How could I resist? I contacted her, and before long, a small white box of snake was headed my way.

"Sometimes, when he's HANGING from my nose like some piece of malicious jewelry, it's all I can do to pry him off and put him back in his enclosure!" she wrote. I couldn't wait to meet him. I can't explain my attraction to the snappish ones. Gregor, whose story will come another time, was love at first bite. The nippy gopher snake in the herpetology lab at school was my favorite.

The box arrived while I was teaching a program at the museum. It almost killed me to keep teaching for another twenty minutes, but I managed. As soon as the kids filed out of the room, I used my keys to cut the tape on the box, opened it up, and pulled out a snake bag.
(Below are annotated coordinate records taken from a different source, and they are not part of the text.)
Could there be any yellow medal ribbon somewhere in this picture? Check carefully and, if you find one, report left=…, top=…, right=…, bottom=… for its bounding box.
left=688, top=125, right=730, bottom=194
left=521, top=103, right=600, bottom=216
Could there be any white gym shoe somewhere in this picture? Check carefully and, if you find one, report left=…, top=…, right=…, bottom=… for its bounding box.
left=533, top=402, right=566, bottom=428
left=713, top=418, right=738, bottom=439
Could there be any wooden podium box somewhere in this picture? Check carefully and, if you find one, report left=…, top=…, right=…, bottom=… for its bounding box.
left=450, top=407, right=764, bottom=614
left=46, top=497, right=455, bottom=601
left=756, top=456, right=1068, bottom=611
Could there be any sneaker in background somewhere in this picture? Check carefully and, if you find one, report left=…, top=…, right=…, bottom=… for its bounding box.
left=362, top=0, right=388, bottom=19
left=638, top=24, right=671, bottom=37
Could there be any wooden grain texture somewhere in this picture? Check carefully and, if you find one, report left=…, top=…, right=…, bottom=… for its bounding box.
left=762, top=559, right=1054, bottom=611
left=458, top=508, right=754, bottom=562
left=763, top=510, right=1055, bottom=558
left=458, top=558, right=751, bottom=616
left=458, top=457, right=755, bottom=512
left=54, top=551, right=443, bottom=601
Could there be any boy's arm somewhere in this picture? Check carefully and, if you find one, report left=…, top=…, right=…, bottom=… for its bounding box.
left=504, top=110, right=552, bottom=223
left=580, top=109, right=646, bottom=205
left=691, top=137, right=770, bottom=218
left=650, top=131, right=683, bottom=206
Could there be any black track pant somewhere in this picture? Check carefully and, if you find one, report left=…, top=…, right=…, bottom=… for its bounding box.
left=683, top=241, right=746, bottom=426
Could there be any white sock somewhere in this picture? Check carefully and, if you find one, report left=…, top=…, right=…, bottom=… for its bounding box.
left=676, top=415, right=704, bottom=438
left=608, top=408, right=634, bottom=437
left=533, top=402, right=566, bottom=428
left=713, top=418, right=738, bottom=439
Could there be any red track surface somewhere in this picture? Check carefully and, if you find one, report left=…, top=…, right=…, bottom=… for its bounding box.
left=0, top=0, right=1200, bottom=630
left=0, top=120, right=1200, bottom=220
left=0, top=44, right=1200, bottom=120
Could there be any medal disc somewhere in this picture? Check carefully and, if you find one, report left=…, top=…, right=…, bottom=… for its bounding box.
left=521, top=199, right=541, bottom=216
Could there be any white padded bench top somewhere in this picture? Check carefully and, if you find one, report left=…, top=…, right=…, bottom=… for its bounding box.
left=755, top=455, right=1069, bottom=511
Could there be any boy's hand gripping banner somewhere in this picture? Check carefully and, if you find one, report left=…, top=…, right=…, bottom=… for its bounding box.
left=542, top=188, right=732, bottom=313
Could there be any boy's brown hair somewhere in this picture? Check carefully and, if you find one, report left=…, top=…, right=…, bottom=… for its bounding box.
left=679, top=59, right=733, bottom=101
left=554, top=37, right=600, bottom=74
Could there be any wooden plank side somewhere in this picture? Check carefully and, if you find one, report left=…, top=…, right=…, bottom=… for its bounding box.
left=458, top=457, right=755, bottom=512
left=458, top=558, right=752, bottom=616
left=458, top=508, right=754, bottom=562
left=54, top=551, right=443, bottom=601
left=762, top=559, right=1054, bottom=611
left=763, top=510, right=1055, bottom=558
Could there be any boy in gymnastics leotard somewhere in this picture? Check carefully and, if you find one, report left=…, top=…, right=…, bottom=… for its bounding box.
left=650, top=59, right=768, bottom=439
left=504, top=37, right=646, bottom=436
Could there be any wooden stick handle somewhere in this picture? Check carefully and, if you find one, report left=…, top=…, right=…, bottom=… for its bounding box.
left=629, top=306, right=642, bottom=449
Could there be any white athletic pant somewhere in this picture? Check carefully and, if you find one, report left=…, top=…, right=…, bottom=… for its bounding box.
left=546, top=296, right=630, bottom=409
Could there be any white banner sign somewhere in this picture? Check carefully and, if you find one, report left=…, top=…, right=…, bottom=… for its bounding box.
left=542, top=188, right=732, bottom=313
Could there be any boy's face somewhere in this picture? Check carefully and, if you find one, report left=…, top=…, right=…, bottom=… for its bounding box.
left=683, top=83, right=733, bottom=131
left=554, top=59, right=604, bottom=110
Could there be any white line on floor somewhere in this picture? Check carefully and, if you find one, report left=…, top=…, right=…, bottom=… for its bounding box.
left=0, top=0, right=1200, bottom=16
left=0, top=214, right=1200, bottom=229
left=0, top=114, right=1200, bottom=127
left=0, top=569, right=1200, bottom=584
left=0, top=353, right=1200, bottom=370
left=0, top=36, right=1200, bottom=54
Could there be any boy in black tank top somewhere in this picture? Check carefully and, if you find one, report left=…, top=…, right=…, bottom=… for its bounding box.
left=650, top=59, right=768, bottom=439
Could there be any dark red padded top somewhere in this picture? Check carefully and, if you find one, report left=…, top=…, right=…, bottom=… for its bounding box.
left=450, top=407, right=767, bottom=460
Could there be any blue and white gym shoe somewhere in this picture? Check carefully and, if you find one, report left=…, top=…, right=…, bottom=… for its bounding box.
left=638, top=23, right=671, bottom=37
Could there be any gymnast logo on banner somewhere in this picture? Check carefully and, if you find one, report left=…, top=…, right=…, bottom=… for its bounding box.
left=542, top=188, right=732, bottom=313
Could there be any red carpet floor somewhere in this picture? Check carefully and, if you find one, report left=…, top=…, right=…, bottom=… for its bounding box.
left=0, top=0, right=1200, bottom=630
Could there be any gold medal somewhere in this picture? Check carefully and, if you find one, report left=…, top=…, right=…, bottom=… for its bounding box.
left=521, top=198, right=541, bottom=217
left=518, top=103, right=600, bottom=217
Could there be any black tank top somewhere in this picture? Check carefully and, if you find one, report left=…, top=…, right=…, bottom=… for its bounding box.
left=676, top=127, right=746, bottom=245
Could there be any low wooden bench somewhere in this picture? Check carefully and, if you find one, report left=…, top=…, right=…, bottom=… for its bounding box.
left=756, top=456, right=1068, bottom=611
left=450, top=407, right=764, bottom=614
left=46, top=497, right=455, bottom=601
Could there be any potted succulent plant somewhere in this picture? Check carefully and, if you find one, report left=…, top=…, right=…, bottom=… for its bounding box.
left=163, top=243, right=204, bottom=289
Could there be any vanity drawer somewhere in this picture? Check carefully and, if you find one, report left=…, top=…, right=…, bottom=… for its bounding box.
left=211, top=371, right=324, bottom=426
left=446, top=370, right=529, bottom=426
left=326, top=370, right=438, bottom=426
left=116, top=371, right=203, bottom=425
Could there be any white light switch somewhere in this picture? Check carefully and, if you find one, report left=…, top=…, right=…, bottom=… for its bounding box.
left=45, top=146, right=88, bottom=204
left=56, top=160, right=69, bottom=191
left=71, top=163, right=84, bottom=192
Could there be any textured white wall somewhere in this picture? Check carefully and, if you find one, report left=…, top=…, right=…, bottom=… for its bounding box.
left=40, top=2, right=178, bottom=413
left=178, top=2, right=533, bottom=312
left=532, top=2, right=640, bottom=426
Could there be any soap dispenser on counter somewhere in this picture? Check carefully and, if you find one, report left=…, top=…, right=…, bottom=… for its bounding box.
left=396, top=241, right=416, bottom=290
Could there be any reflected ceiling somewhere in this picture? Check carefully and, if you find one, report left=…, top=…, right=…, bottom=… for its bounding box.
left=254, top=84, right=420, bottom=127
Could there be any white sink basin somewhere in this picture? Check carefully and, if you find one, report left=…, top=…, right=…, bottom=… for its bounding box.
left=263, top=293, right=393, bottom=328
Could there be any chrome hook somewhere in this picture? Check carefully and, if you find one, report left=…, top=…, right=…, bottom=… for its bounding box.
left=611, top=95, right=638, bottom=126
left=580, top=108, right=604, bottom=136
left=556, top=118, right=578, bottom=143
I carefully untied the bag and pulled out a pale yellow creature who was about three feet long. He curled around my hands, looked at me for a while, then settled down and stayed put. No musking, biting, or tail-buzzing. I figured that maybe he was just chilled, so I put him into a container and gave him a heat pad while I finished the rest of my work day.

I took him home, and over the next few days, he did not react with fear or aggression when I changed water, spot cleaned, or otherwise invaded his space. To this day, he has not bitten me or behaved aggressively. He was named Lucius, in keeping with my Roman Emperor rat snakes naming scheme (we have Julian, Marcus, Cornelia, and Claudia as well).

So what was Lucy's problem? Why was he so angry and ill-behaved for Ms. S.? Do I have some kind of magic snake-whisperer ability? I don't really think so. Prior to his life here, Lucius was kept in a sweater-box type enclosure. Many snake breeders use racks with translucent sweater-boxes as a matter of convenience. Usually, the snakes don't care.

Lucius, though, is different. We use glass enclosures here, because we like to watch our snakes. And, it seems, sometimes they like to watch us! Lucius spends a lot of time looking at the people in the room. He watches me most of the time, and he explores his enclosure, looking all around him. He's a very visual creature, and I think that he was possibly driven mad with boredom being stuck in a translucent enclosure.

He also has roommates here. He lives with Cornelia and Julian, and they spend a lot of time curled up together. Ms. S. had mentioned that he was less aggressive when housed with another snake, so perhaps he just needed some company.

Lucius is a beautiful, adorable creature, and he has the happiness he deserves now that he is with me.
Lucius is the one in the bowl; Julian's on the edge of it.